Contudo, na Espanha, um caso recente levantou o debate sobre a prática ser ilegal, tendo em vista que muitos motoristas que estão dirigindo fora da lei estão conseguindo desviar das fiscalizações. Dessa forma, as autoridades europeias alertaram que o fato de comunicar outros condutores sobre a presença de agentes nas pistas pode acarretar em uma multa entre 600 euros (R$ 3,7 mil) e 30 mil euros (R$ 187,3 mil).

O episódio que acendeu a discussão ocorreu no dia 4 de janeiro de 2026. Durante a operação, os militares mandaram parar um automóvel onde seguiam duas mulheres. Após realizar a identificação, não foram detectadas irregularidades e a viatura seguiu viagem. No entanto, pouco tempo depois, os profissionais notaram que o fluxo de veículos diminuiu na região, com os motoristas pegando atalhos suspeitos.

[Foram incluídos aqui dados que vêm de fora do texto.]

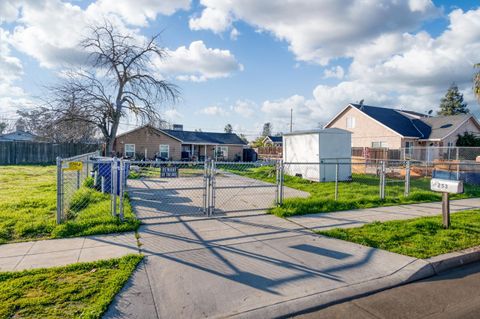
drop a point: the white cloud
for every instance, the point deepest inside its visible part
(234, 34)
(50, 30)
(397, 70)
(211, 18)
(138, 12)
(199, 63)
(172, 115)
(214, 110)
(12, 97)
(336, 72)
(244, 108)
(8, 10)
(317, 30)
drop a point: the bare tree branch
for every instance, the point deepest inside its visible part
(118, 82)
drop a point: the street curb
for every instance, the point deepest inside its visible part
(454, 259)
(417, 270)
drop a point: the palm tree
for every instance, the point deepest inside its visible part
(476, 82)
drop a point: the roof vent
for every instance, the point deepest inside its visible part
(177, 127)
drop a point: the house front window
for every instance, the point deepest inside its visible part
(379, 144)
(350, 122)
(129, 150)
(221, 151)
(164, 151)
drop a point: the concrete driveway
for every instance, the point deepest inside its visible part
(245, 264)
(161, 197)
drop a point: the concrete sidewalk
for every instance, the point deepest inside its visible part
(359, 217)
(61, 252)
(249, 265)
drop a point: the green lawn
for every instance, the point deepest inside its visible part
(81, 290)
(361, 192)
(420, 237)
(28, 207)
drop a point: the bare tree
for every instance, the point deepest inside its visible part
(58, 128)
(117, 82)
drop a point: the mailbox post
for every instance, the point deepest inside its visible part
(446, 187)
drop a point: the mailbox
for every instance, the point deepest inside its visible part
(446, 186)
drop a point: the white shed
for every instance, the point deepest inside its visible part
(313, 154)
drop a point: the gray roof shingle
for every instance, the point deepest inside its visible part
(396, 121)
(206, 137)
(275, 139)
(418, 125)
(444, 125)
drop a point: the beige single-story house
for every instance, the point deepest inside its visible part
(380, 127)
(148, 142)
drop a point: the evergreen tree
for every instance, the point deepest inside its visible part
(452, 103)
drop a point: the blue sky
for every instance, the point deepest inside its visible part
(247, 62)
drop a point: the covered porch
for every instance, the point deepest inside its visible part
(197, 152)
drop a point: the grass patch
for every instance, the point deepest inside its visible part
(361, 192)
(81, 290)
(420, 237)
(28, 207)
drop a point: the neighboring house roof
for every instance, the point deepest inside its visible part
(274, 139)
(412, 124)
(191, 137)
(443, 126)
(18, 136)
(396, 121)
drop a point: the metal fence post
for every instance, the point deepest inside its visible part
(59, 190)
(205, 186)
(121, 187)
(212, 181)
(282, 176)
(113, 186)
(78, 179)
(382, 180)
(277, 183)
(407, 179)
(336, 181)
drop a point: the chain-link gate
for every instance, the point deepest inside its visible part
(243, 186)
(209, 188)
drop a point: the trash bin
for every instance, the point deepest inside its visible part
(103, 168)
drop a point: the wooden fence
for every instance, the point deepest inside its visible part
(40, 153)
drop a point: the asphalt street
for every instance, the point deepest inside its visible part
(453, 294)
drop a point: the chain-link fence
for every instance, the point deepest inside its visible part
(158, 188)
(377, 179)
(418, 153)
(86, 183)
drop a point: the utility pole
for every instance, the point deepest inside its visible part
(291, 119)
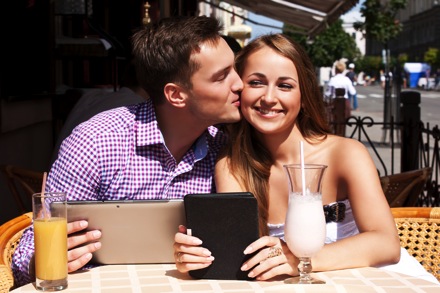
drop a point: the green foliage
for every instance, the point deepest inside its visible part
(380, 19)
(332, 44)
(432, 57)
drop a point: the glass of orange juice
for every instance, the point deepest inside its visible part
(50, 239)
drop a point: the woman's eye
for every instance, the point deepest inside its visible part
(255, 83)
(285, 86)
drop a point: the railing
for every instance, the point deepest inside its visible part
(429, 156)
(418, 149)
(361, 124)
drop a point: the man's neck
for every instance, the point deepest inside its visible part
(179, 130)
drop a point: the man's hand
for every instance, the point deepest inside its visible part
(80, 253)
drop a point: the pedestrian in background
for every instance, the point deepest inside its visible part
(353, 77)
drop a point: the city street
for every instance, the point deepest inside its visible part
(370, 101)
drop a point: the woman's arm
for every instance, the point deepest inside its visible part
(377, 242)
(224, 180)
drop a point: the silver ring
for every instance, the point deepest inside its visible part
(179, 257)
(274, 251)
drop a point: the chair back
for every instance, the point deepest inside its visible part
(419, 230)
(404, 189)
(10, 234)
(22, 183)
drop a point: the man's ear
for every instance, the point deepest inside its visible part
(175, 95)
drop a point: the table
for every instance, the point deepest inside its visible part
(166, 278)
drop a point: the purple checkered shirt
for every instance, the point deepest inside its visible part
(121, 154)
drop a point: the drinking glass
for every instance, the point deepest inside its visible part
(50, 239)
(304, 230)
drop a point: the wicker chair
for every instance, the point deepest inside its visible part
(22, 183)
(419, 232)
(404, 189)
(10, 233)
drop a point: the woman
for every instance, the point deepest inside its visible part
(281, 106)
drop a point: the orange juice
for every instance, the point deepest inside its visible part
(50, 237)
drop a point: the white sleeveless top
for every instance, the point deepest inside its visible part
(407, 265)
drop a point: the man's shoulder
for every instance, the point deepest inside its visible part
(114, 119)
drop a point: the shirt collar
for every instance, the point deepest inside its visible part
(148, 132)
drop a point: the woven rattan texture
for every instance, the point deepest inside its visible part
(421, 237)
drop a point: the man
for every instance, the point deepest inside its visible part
(163, 148)
(352, 76)
(339, 80)
(96, 101)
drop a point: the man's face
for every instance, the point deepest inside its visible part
(214, 97)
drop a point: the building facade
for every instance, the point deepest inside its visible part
(421, 31)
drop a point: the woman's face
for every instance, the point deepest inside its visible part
(271, 98)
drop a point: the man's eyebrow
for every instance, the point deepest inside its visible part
(223, 70)
(288, 77)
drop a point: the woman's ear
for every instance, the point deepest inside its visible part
(175, 95)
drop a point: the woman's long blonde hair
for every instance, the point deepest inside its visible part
(249, 160)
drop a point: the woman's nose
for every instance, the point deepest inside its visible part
(269, 97)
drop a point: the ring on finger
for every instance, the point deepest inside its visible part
(274, 251)
(179, 257)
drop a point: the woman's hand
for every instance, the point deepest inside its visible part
(188, 253)
(78, 253)
(272, 259)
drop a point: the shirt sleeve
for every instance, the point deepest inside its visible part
(22, 257)
(76, 170)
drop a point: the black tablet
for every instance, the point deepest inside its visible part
(226, 223)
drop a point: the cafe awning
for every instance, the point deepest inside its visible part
(308, 17)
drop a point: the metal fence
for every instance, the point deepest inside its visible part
(425, 154)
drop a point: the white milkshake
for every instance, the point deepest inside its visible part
(305, 224)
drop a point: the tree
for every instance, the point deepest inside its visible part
(432, 56)
(330, 45)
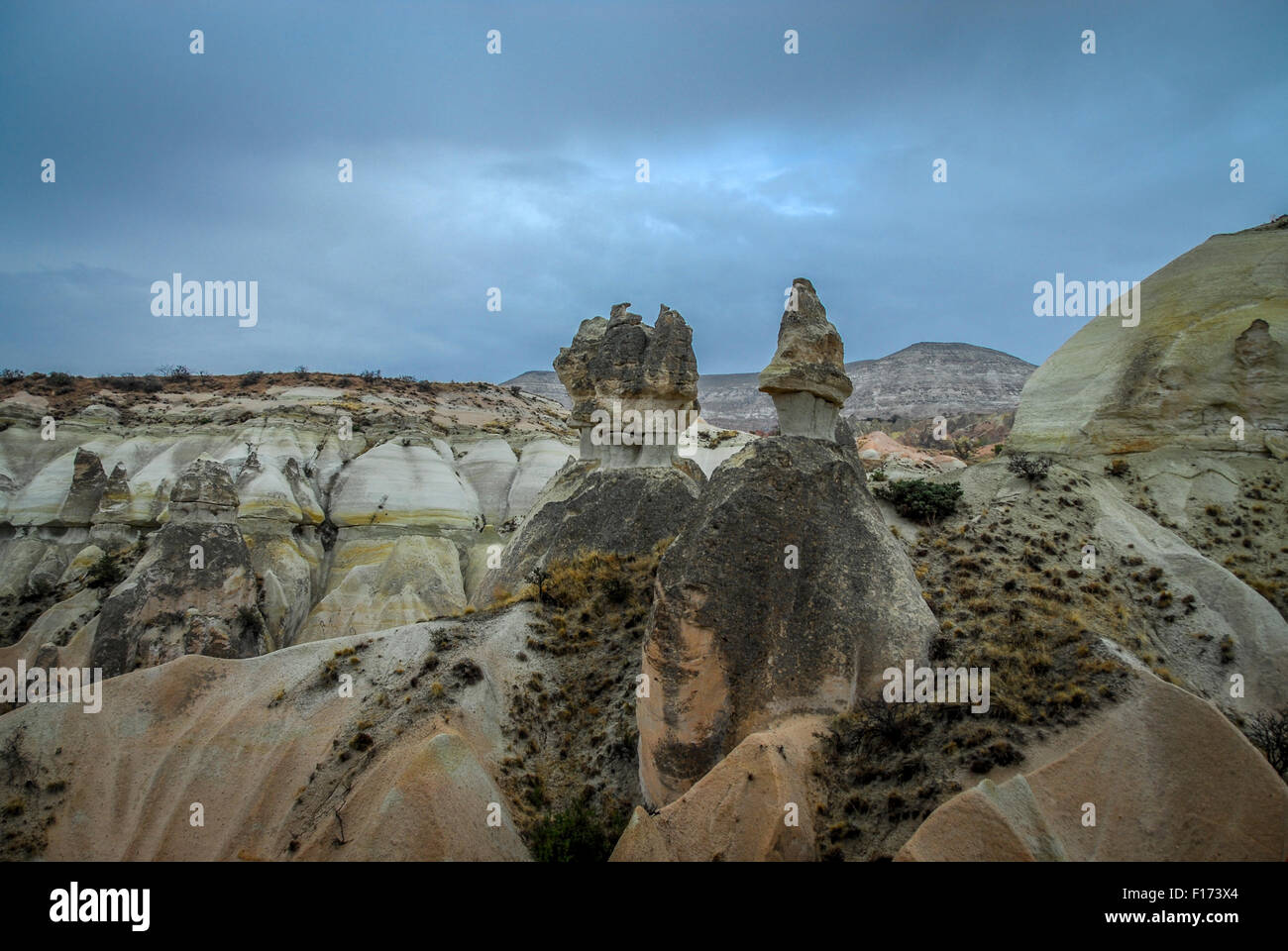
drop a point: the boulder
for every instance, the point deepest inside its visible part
(166, 607)
(755, 805)
(806, 376)
(784, 593)
(585, 508)
(1210, 346)
(1168, 776)
(618, 368)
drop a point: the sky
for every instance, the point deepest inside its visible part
(519, 171)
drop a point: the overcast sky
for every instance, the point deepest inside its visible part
(519, 171)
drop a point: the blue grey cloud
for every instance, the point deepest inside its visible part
(518, 171)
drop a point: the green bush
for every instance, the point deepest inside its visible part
(919, 500)
(575, 835)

Conforme a Cadena SER, uma das principais cadeias de rádio em Espanha, o episódio ocorreu em uma estrada junto a Santa Eulària des Riu. Em meio às suspeitas, a Guardia Civil conseguiu identificar um grupo na plataforma Telegram usado para compartilhar avisos sobre situações de trânsito. Assim, a blitz em questão foi evidenciada em uma das mensagens.
Implicações legais aos motoristas
Com as investigações sacramentadas, ficou comprovado que a autora do alerta estava ocupando o lugar do passageiro quando o veículo foi parado para averiguação. Sobretudo, a ação foi associada à Lei Orgânica de Proteção da Segurança Cidadã, que prevê punições para a utilização não autorizada de dados ou informação relativa às forças e corpos de segurança.
De acordo com os órgãos competentes, alertar sobre o trabalho dos agentes tende a dificultar o sucesso das operações, além de favorecer fugas em meio às fiscalizações. Nesses casos, a sanção pode variar entre 601 e 30.000 euros, dependendo da avaliação feita no processo. Os valores mais altos correspondem aos episódios em que a divulgação é entendida como capaz de colocar em risco a eficácia do operativo.